Gill was refreshingly pragmatic about this. “Lots of organisations are still running on spreadsheets – and that’s absolutely fine,” she said. “But you need to get to one single source of truth as quickly as you can.”
Her advice was simple and practical:
- lock down one master spreadsheet
- standardise job titles
- use validation and checks
- remove blank fields
- make sure payroll, finance and HR data align
None of this is glamorous but all of it reduces risk when it matters most.
Creating Space to Focus on People
Perhaps the most important takeaway was this: accurate data gives HR the space to be human.
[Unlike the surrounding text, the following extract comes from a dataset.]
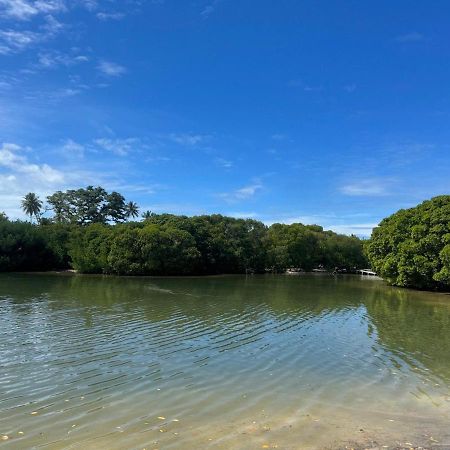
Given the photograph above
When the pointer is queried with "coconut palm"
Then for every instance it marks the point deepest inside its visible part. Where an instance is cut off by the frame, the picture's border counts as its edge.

As we discussed, restructuring is an incredibly busy time. HR teams are pulled in multiple directions, often while dealing with their own emotional responses to what’s happening.
“If the data is there and accurate,” Gill said, “it just helps make it easier in the background so the process can really focus on the people.”
That’s where HR adds the most value:
- supporting leaders through difficult conversations
- being present for individuals at risk
- maintaining transparency and consistency
- helping organisations handle redundancy with dignity
Why Getting the Basics Right Makes a Human Difference
The HR role in restructuring is demanding, complex and deeply human. While no amount of data can make redundancy easy, getting the data right removes unnecessary harm and avoidable mistakes.
Whether you’re using a HR system or spreadsheets, HR data accuracy isn’t a “nice to have”. It’s fundamental to doing restructuring fairly, credibly and compassionately.
Because when people look back on how a redundancy was handled, they won’t remember the system you used. They’ll remember whether the process felt organised, fair and human.
Gill Wetherill is the founder of Full Circle HR, an independent HR information systems consultancy supporting SMEs and HR teams to select and implement HR systems that deliver accurate, meaningful people data. A former HR Director with over 30 years’ experience in senior HR roles across education, utilities, financial services and the private sector, Gill brings a strategic, people-centred approach to HR technology – helping organisations make better decisions and successfully navigate periods of change.